Ledgend has it that in an ancient and secret monastery somewhere in the mountains of Tibet, monks are, and have been for countless generations, moving 64 golden disks of varying sizes from one pile to another in accordance with the rules (given below) set out at the beginning of the world. When the final move is completed, the world will come to an end. So it is said. For this assignment, you will implement a Java program that solves the Towers of Hanoi problem and graphically displays each step of progress in the solution sequence. You will want to draw upon what you have learned about recursive algorithms and you will now learn about Frames and drawing graphics.

Rules of the puzzle

There are exactly three places, or piles, where disks may be placed. Disks are moved one at a time. The monks moving a disk may only place it on another disk that is larger than the one being placed. Thus, a disk may never be placed on a smaller disk. Obviously, you may not insert a disk into the midst of a pile; disks may only be placed on the top of a pile. The object is to move a pile of disks from one peg to another, one disk at a time, using only the three places and without violating the size rule.
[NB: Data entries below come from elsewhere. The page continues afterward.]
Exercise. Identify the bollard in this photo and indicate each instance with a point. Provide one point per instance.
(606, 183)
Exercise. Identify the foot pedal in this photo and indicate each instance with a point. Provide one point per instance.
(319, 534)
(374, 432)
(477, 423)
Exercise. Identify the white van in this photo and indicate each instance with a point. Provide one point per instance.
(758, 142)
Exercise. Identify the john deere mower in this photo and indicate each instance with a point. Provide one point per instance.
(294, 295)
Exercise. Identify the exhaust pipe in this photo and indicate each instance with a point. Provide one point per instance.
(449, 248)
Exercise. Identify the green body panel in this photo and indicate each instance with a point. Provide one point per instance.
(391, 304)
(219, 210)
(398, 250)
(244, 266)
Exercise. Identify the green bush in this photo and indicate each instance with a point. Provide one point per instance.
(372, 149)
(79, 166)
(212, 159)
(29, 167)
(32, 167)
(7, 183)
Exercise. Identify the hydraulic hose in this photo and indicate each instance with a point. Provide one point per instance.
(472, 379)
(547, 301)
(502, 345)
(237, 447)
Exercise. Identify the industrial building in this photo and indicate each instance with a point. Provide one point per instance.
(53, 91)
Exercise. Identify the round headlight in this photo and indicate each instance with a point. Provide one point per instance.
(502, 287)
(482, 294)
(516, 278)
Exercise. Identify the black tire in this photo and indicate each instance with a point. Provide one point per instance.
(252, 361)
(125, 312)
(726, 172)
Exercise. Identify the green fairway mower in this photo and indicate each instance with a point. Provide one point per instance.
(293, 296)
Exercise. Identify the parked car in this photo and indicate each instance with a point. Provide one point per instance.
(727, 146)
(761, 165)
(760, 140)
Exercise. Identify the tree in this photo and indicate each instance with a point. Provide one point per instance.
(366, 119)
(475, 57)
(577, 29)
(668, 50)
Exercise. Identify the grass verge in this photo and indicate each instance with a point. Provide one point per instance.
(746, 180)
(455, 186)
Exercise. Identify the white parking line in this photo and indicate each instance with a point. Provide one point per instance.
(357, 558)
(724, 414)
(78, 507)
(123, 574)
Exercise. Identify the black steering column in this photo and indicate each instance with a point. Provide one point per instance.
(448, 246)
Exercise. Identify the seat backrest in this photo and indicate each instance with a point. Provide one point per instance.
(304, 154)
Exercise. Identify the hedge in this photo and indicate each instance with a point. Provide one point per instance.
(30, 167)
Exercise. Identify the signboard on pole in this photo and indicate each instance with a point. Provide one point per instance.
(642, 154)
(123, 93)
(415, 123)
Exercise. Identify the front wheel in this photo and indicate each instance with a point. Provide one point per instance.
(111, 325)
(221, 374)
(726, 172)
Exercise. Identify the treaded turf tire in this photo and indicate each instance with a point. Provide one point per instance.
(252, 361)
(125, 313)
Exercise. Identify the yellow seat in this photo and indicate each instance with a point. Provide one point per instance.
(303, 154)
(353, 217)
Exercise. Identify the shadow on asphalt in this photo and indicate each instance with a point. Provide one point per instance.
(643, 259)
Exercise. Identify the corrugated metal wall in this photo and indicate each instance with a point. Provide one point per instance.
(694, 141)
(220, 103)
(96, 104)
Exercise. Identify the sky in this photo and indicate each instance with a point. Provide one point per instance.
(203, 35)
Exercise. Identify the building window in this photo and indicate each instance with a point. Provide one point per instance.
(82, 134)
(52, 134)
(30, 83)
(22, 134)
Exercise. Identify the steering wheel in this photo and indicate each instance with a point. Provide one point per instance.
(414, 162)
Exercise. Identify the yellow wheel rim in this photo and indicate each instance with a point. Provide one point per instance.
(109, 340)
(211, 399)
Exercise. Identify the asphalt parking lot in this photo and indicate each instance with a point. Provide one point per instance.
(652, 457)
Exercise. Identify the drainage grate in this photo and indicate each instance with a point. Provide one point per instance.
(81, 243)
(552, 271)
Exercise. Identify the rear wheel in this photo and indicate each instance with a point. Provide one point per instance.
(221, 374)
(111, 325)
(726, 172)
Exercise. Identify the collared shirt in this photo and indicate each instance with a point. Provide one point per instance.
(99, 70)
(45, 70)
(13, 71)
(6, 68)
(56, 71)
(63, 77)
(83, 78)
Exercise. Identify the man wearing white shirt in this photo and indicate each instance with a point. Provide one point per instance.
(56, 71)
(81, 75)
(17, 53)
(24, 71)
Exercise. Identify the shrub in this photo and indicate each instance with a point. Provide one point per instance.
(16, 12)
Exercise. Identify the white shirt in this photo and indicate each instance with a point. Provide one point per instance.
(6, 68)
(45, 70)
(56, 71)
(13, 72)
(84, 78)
Write a Java program (class), TOHViewer, that solves the puzzle for a given number of disks and also animates the solution sequence. In order to support the display of the solution steps, your TOHViewer class should extend java.awt.Frame. Specifically, you must:

  1. Create a window showing a base and three pegs on which disks may be placed.
  2. You will use three Stack<Integer>s to model the piles of disks. The astute reader will notice that piles are, in fact, stacks of disks and thus your model should use the stack ADT methods provided. Note, the Stack<E> class extends the Vector<E> class; thus, you will still have access to all the vector methods which may be useful during drawing. Each individual disk will be represented by an integer, the value of which corresponds to its size. For the purposes of the puzzle, you are allowed only to remove a single disk from the top of one pile (stack) and add it to the top of another (providing, of course, the size of the disk being added is less than that of the disk currently at the top of the stack on which it is being placed).
  3. Determine the desired number of disks to simulate from the first command line argument. (I suggest you not try 64.) Your class must have a constructor that takes a single int corresponding to the number of disks.
  4. Towers of Hanoi at start of puzzle Initialize the Stack corresponding to the left-most pile, or peg, to contain the given number of disks. Paint the piles. Your window should look something like the picture at the right.
  5. Using recursion, implement a puzzle solver method, solveTOH. Your solver method should have the following signature: public void solveTOH(int nDiscs, Stack<Integer> pileA, Stack<Integer> pileB, Stack<Integer> pileC). As with any recursive problem, think about an appropriate base case. You should interpret the arguments given to solveTOH as follows: move nDiscs discs from pile pileA to pile pileB, using pile pileC as a temporary space.
  6. Paint each of the piles after each movement of a single disk from one pile to another. You should include a small delay to improve viewing; something on the order of 50-200ms should work well.

Submission instructions:

Do not forget to use the javadoc constructs for your documentation and include the html file produced by the javadoc tool in your final submission. Make sure that you create a folder named with your Westmont email name followed by “Ex6”. For example, someone with email address “cjones” would create a folder called “cjonesEx6”. Make sure that inside that folder you have: for both parts of the assignment, java source files and html documentation files resulting from javadoc. Finally, either tar or zip the folder so that when we extract it, the folder “<emailname>Ex6” will be created. Submit the packaged file for Exercise 6 on Eureka.